# Leave it to Japan...



## shiben (Feb 5, 2012)

Anyone know how they do this?

CV01 Hatsune Miku - World is Mine Live in Tokyo, Japan - 1080p HD - YouTube


----------



## Beans45601 (Feb 5, 2012)

Right at the end, at 2:42, it gets bright and you can see the screen that it is being projected onto. But, that's all I have to add to the conversation, not very helpful :/


----------



## shiben (Feb 5, 2012)

Beans45601 said:


> Right at the end, at 2:42, it gets bright and you can see the screen that it is being projected onto. But, that's all I have to add to the conversation, not very helpful :/


 
There are 2 projectors, and I imagine 2 screens, possibly some sort of polarized light effect... The technology is kind of cool. The concept, well, its Japan?


----------



## gafftapegreenia (Feb 5, 2012)

I forget how it works but I know the Gorillaz use this same technology.


----------



## jxgriffi (Feb 5, 2012)

I believe it's the Musion Eyeliner system...

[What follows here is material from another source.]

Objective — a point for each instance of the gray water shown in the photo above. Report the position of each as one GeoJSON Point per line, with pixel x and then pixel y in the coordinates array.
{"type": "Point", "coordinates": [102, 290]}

Holograms | Musion Eyeliner | 3D Holographic Projection - Hologram Projector


----------



## shiben (Feb 5, 2012)

jxgriffi said:


> I believe it's the Musion Eyeliner system...
> 
> Holograms | Musion Eyeliner | 3D Holographic Projection - Hologram Projector


 
That looks like it... Kind of cool.


----------



## ruinexplorer (Feb 6, 2012)

Yes, it is an updated version of Pepper's Ghost effect. It's made by Dimensional Studios as noted above and used frequently in the US by AV Concepts (mainly corporate type events).

They wanted to do a tour with the Gorillaz, but the time to set it up is cost prohibitive for most touring applications.


----------



## 65535 (Feb 25, 2012)

Big glass rear projection screen very powerful projectors, animation possibly with motion capture.


----------